As future challenges, with the use of this same ANN model, a Model Predictive Control (MPC) philosophy could be applied. Based on the atmospheric forecasts that are available and using Building Automation Systems (BAS) technology, it should be possible to manage the HVAC system to optimize energy consumption based on the occupancy history and comfort requirement settings. It is even possible to improve the BAS by applying a Wireless Sensor Network (WSN) that allows occupation data and atmospheric conditions inside the building to be known in real time. The opinion of the users could also be considered, for instance, through “Smiley surveys” that the algorithm could take into account in order to make small adjustments to the environmental conditions inside of the building. In short, we consider that the ANN model developed, where all the factors that influence the thermal behaviour of a building have been modelled, as well as having the forecasts of atmospheric conditions of external temperature, allows the energy consumption of the building under control to be optimized. If the algorithm is also provided with the internal environmental conditions and the grade of occupation of the building through a WSN, this ANN-based model would have all the information necessary to optimize its HVAC system, that is, an MPC would be applied. Obviously, if the HVAC system is made up of RES facilities, reaching the nZEB standards would be totally feasible.

There is, however, one small but important detail in the case of public buildings, where there may be significant fluctuations in their grade of occupancy, and that is to include such elements as HP. These devices, with a high energy efficiency, allow us to react to these sudden variations, which can be detected by the WSN and, after the corresponding processing of the information captured in the algorithm, manage its operation.

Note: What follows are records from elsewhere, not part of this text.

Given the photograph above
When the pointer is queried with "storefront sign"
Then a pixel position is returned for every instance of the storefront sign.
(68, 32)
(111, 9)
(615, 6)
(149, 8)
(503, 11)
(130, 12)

This would ensure that all the building's comfort requirements are met without penalizing its excess energy consumption.

Finally, and continuing with the application of advances achieved in the industrial sector, the strategies of the “Industry 4.0” should be applied in the near future to building climatization so that all their systems can be integrated and synchronized in real time. “Industry 4.0” considers a network model where the different processes are interconnected, instead of the traditional pyramidal model of industrial automation. This allows the creation of more flexible systems through such connections between processes and the consequent continuous exchange of their data. “Cloud Computing” and “Big Data” are fundamental for optimizing this model, together with the “Internet of things”, which allows data to be captured and transmitted in real time through the Internet. It also allows all the generated information to be processed and analysed through “Cyber-Physical Systems” made up of the appropriate hardware and algorithms. This analysis process is based on converting an immense amount of data into useful information, which allows the appropriate decisions to be taken at all times. This is what the industrial sector calls “Business Intelligence” and it could obviously be applied in building climatization to optimize the energy consumption, as well as its consequent reduction of CO2.